L’école du Bénin semble dans le creux de vallée. Et le système éducatif national par terre. Ces dernières années, précisément ces dix dernières, les résultats scolaires, notamment aux différents examens nationaux, s’ils ne sont pas «politiques», sont des plus faibles. Les résultats aux différents examens organisés cette année scolaire, sont bien illustratifs. Le taux de 86% à l’examen du Certificat d’Etudes primaires (Cep), très décrié et contesté de certains acteurs et pas des moindres, avait été qualifié de «résultats politiques». Pendant que les résultats des deux autres examens nationaux, en l’occurrence le Brevet d’Etudes du Premier Cycle (Bepc) et le Baccalauréat, sont «catastrophiques», moins de 50% de taux de réussite. Les parents d’élèves se plaignent et pointent du doigt, entre autres, les nouveaux programmes d’enseignement. «Depuis leur affaire de nouveaux programmes-là, plus rien ne va», a lâché, tout amer, Marcellin K., père de trois candidats malheureux au Bac 2013.

«Tuyer», «Etats-Unies», «Les enfants sont de plus en plus nuls»
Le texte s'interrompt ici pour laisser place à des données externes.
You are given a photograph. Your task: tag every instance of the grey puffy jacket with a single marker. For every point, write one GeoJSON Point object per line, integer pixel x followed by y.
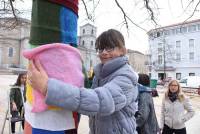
{"type": "Point", "coordinates": [110, 104]}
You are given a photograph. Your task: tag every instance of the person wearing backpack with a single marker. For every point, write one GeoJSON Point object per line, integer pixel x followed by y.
{"type": "Point", "coordinates": [145, 116]}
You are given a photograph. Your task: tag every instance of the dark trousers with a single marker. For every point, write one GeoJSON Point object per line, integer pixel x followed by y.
{"type": "Point", "coordinates": [168, 130]}
{"type": "Point", "coordinates": [16, 114]}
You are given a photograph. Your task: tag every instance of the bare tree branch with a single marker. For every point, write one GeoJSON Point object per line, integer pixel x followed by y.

Au Bénin, depuis un certain nombre d’années, le niveau des apprenants a drastiquement chuté. Et on est bien loin de l’époque où le Bénin était le Quartier Latin de l’Afrique. «J’ai donné et corrigé avec mes élèves, des exercices la veille d’un devoir. Les mêmes exercices reviennent au devoir, mais ils sont incapables d’avoir de bonnes notes», raconte, avec beaucoup d’amertume, un enseignant ayant requis l’anonymat. «Les enfants ne savent même pas que, lorsque deux verbes se suivent, que le second est à l’infinitif», fait-il remarquer. «J’ai déjà vu dans des classes de terminales littéraires, le mot tuer écrit avec ‘’y’’, «tuyer»», renchérit Léonce, un confrère qui, précédemment avait enseigné dans un collège à Cotonou. «Etats-Unies», l’aire du rectangle égale longueur plus largeur, multiplié par deux, sont, entre autres, les erreurs commises par des candidats au Baccalauréat. Cette chute libre du niveau des élèves béninois a, vraisemblablement, de nombreuses sources, dont la pénurie d’enseignants, notamment qualifiés.
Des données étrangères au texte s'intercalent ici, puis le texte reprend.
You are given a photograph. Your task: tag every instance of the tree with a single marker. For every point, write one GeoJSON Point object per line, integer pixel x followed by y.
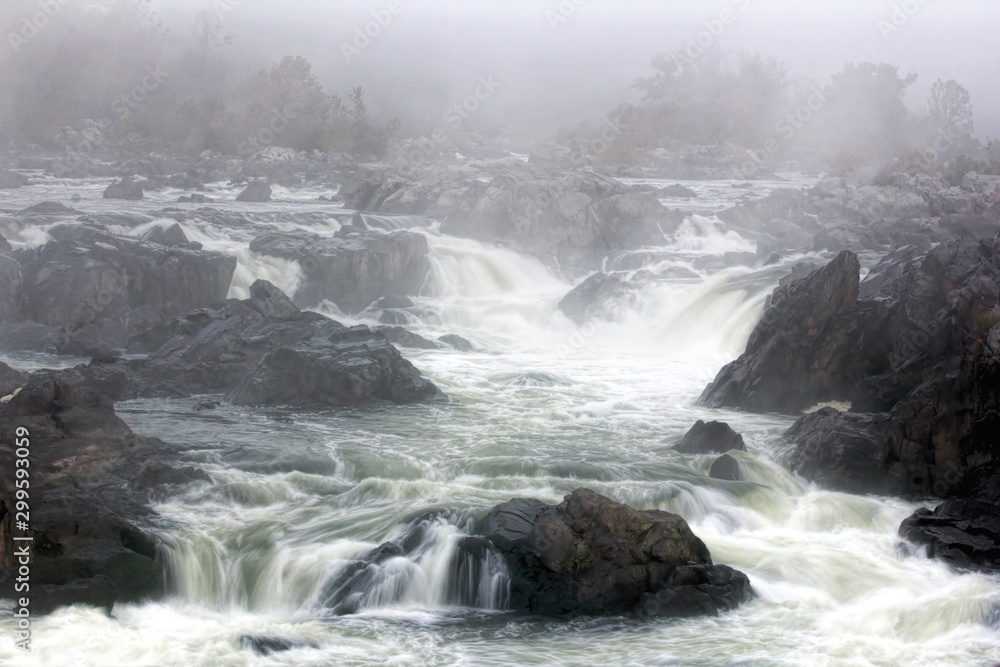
{"type": "Point", "coordinates": [950, 110]}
L’enseignant béninois et son «balay»

Dans l’école béninoise actuelle, les enseignants sont une denrée rare, notamment les enseignants qualifiés. Dans de nombreuses contrées de l’intérieur du pays, il n’est pas rare de voir un enseignant du primaire s’occuper de deux, voire trois classes, à lui tout seul. En plus du nombre insuffisant, la qualité n’y est également pas. «Mon jeune frère, encore à l’école primaire, a corrigé son maître qui avait écrit le mot balai avec un ‘’y’’ à la place du ‘’i’’», a raconté Alex, un étudiant à l’Université d’Abomey-Calavi. Au niveau du secondaire, avec le reversement de 2008 et les vacataires, la pénurie semble résolue, quant à la qualification de ces derniers, c’est un véritable problème. Notamment en ce qui concerne l’enseignement de certaines matières spécifiques, telles que le Français, la philosophie, les mathématiques, les sciences physiques, chimiques et techniques.
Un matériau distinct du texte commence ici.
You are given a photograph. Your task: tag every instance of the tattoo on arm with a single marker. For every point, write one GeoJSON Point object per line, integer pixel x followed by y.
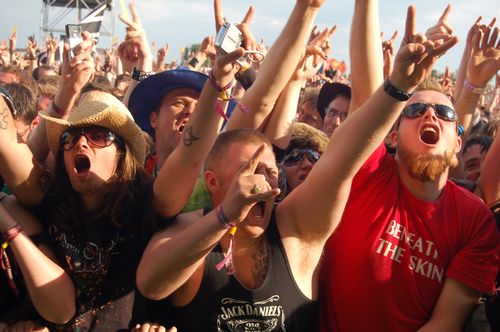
{"type": "Point", "coordinates": [260, 257]}
{"type": "Point", "coordinates": [189, 137]}
{"type": "Point", "coordinates": [4, 117]}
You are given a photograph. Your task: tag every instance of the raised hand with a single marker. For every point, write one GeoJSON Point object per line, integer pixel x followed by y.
{"type": "Point", "coordinates": [135, 48]}
{"type": "Point", "coordinates": [13, 41]}
{"type": "Point", "coordinates": [484, 60]}
{"type": "Point", "coordinates": [417, 55]}
{"type": "Point", "coordinates": [388, 52]}
{"type": "Point", "coordinates": [51, 45]}
{"type": "Point", "coordinates": [315, 55]}
{"type": "Point", "coordinates": [208, 47]}
{"type": "Point", "coordinates": [243, 193]}
{"type": "Point", "coordinates": [79, 70]}
{"type": "Point", "coordinates": [31, 47]}
{"type": "Point", "coordinates": [446, 81]}
{"type": "Point", "coordinates": [442, 30]}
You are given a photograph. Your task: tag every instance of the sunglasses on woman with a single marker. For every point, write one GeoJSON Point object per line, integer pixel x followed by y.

Selon des statistiques du ministère de l’Enseignement Secondaire, sur les 1518 professeurs de Français en situation de classe, seulement 335 ont eux-mêmes reçu une formation de base. Pour l’enseignement des mathématiques, la situation est plus critique. 1639 enseignants en situation de classe, ils ne sont que 251 à être habilités à donner des enseignements en mathématiques.

L’enseignant, notamment de qualité, fait défaut au système éducatif béninois, mais il n’est pas la seule chose qui manque. Les infrastructures, du primaire au supérieur, sont en nombre insuffisant et les matériels pédagogiques sont déficitaires.

Avec ces pénuries, et un climat social très peu apaisé, où les grèves sont souvent perlées, le système éducatif, autrefois apprécié, semble dans un coma. Que certains acteurs de l’école qualifient même de profond.